Overall, the performance of the statistical models based on queries submitted to the Swedish Vårdguiden web site exceeded our expectations during the pandemic, especially because the models were trained on seasonal influenza. The curve produced by the web query-based sentinel model was very similar to the one obtained from the traditional surveillance the model is supposed to mimic.
We have shown that an independently developed and controlled system such as ours can be comparable in reliability to Google Flu Trends, a model that is trained on much larger data volumes. One downside is that our model has a higher variance, which becomes manifest in numerous small fluctuations of the model estimates in Figure 2, trend shifts that are not reflected in the reported sentinel data. Such false signals can be a cause for concern if the model is to be used to guide public health action, and means in practice that observed trend shifts cannot be trusted unless sustained for two weeks or more.
While others have indicated that the under-estimation of the influenza peak in Sweden of Google Flu Trends could be due to a limitation in the Swedish sentinel system [23], the fact that our model (in addition to other surveillance methods) shows the same pattern as the sentinel reports [17], rather indicates that it is Google Flu Trends that is lacking in the quantitative estimation.
The quantitative evaluation statistics also indicate good reliability. It is debatable, however, whether they are suitable for evaluating surveillance systems for communicable diseases. Such measurements tend to investigate the performance in estimating absolute levels of activity, and give equal weight to the entire period of investigation, including periods of low activity. In future work, it might be more important to look at how a surveillance system captures the dynamics of the disease, such as rapid increases in activity levels or the timing of peaks.

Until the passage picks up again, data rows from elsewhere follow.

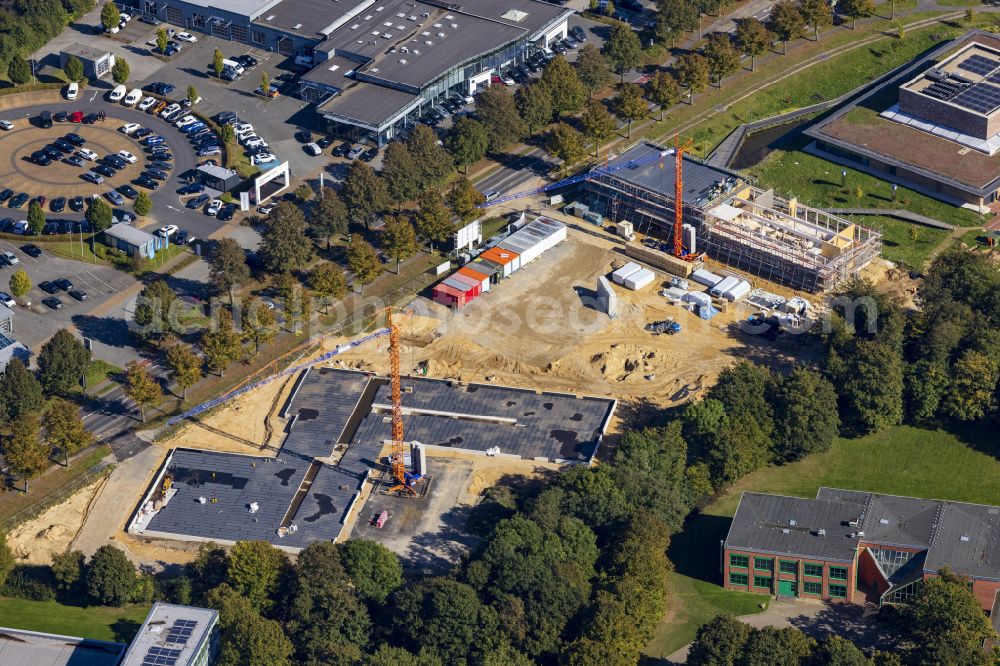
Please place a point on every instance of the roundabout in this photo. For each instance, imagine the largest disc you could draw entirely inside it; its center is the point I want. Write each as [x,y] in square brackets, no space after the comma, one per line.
[19,173]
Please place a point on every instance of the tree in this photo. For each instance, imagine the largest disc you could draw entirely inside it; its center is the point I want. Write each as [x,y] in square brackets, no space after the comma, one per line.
[816,13]
[62,363]
[284,245]
[23,451]
[857,9]
[785,22]
[221,344]
[185,366]
[328,281]
[498,113]
[329,216]
[564,85]
[467,141]
[723,58]
[110,16]
[364,262]
[255,569]
[566,143]
[65,429]
[259,324]
[156,310]
[630,105]
[752,37]
[973,391]
[622,49]
[228,267]
[806,418]
[99,215]
[217,64]
[593,69]
[399,173]
[364,193]
[142,204]
[433,219]
[663,90]
[20,393]
[73,68]
[946,623]
[534,103]
[18,70]
[246,638]
[141,386]
[464,199]
[398,238]
[20,283]
[692,73]
[120,71]
[110,576]
[433,164]
[598,124]
[36,217]
[374,569]
[68,569]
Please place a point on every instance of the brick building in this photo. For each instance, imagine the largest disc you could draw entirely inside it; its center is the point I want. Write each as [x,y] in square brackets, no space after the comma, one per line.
[850,546]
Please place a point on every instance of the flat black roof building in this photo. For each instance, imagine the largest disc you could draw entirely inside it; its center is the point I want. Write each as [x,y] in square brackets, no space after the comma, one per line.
[340,422]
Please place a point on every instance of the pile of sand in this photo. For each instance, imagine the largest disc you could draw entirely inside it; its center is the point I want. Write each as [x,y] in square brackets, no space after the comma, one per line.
[51,532]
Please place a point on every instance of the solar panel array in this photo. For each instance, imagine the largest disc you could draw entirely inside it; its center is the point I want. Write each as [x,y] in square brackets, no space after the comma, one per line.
[181,631]
[978,64]
[982,98]
[158,656]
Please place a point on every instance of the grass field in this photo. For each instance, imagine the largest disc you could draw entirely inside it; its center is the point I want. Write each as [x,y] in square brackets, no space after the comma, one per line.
[961,466]
[97,622]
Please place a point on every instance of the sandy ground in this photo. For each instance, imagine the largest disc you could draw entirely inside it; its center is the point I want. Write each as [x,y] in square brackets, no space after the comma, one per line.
[50,533]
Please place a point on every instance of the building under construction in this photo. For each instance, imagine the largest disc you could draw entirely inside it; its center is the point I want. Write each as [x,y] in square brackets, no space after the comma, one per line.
[731,221]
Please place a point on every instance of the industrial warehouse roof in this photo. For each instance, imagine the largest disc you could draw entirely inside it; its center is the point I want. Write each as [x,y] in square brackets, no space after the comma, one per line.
[36,649]
[964,537]
[332,407]
[699,178]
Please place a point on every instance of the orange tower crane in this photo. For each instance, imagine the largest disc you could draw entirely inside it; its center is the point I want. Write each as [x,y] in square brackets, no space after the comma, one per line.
[679,195]
[396,457]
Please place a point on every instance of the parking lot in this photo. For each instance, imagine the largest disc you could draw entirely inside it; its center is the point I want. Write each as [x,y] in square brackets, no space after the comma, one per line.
[35,323]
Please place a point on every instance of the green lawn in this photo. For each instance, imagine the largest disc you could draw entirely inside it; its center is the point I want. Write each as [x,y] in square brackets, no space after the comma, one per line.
[903,460]
[97,622]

We have also described the results of a qualitative evaluation in which we interviewed four colleagues who were receiving the output from the statistical models. In summary, it was valuable for those working with the surveillance to have an additional source of information, as this increased their confidence in their estimates and predictions of the spread and the impact of the influenza A(H1N1)2009 virus.
One unknown factor here is the media impact on search behaviour. The interviewees explicitly asked for media activity to be incorporated in the statistical model. Such a model should intuitively perform better than a model without this information. We have performed some early experiments on including media activity in our web query-based statistical models. However, we have not yet found a satisfactory model to correct for the assumed impact of media reporting on peoples’ search behaviour.